SANTA MARIA, Calif.—The first glimpse prosecutors gave of their case against Michael Jackson turned out not to be of child molestation allegations but a bizarre tale of a family's alleged imprisonment at the entertainer's Neverland Ranch.
Legal experts said the story outlined by Deputy District Attorney Gordon Auchincloss at Tuesday's pretrial hearing runs counter to public assumptions about what is alleged to have happened between Jackson and the 12-year-old boy authorities say he molested.
The case, meanwhile, is proving so complicated that Santa Barbara County Superior Court Judge Rodney Melville agreed to a defense request to delay the start of Jackson's trial 4 1/2 months, to Jan. 31, 2005.
Jackson, who did not attend Tuesday's hearing, is charged with committing a lewd act upon a child, administering an intoxicating agent and conspiring to commit child abduction, false imprisonment and extortion. He is free on $3 million bail.
In the scenario described by the prosecution, Jackson met the 12-year-old boy, a cancer patient who would become his accuser, and decided to use him for the perfect "photo op" while doing a documentary with a British TV network.
The 12-year-old is seen holding hands with the entertainer in the documentary in which Jackson defends his practice of having boys sleep with him, calling it "sweet" and non-sexual.
But after "Living With Michael Jackson" aired, Auchincloss said Jackson panicked and launched into a bizarre attempt at crisis management.
"The fact that Mr. Jackson rationalized this behavior on national television was his downfall," Auchincloss said during the hearing on a defense motion to dismiss the case. "It represented the complete and utter ruin of his empire. ... It made him an international object of loathing and scorn."
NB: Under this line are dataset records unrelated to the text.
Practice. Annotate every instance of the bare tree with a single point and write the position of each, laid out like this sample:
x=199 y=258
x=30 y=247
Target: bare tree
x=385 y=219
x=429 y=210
The prosecutor then said Jackson gave the boy and his family luxurious gifts, flew them to exotic vacations where they met celebrities and took them to his Neverland ranch to make a "rebuttal video" in which they would say that nothing sexual happened between the boy and Jackson. But according to their timeline, nothing did happen until much later.
"The person Jackson perceived could put out this (public relations) fire was John Doe and his family," the prosecutor said, referring to the alleged victim. "If he could get them on tape describing Mr. Jackson as a wonderful person, it would quell this fire."
Defense attorney Thomas Mesereau Jr. ridiculed the assumption that the trips constituted false imprisonment, saying, "The idea that they were imprisoned and forced to fly on private jets to Florida, to socialize with celebrities such as Chris Tucker, is absurd on its face. It would be laughed out of court by a jury."
Auchincloss also suggested that two still-secret sections of Jackson's indictment "show the seduction of John Doe." But he did not reveal any details of molestation and the judge refused to release the documents that might explain more.
One trial observer, defense attorney Steve Cron, said of the story so far: "It would seem sort of weird that he would get this kid on tape saying he had not done anything and then he would go out and do it."
Cron suggested that Jackson's defense team may be pleased that the prosecution showed its hand in public.
"I would be thinking, `If this is all they have, I want people to hear it. This is not the scandalous stuff that won't get into court.'"
Levenson said, "This either portrays a faulty prosecution theory or a bold and reckless act by Jackson. ... There may be a fine line between whether he was committing a criminal act or showing the family a good time."
Levenson also noted that the judge may have created "false assumptions" by keeping all details of the case secret. The judge continued that pattern, turning down about a dozen more motions by a coalition of news media organizations to open the records.
The case's next hearing begins Aug. 16 when the chief prosecutor, District Attorney Tom Sneddon, is due to testify about his own role in conducting surveillance in the case.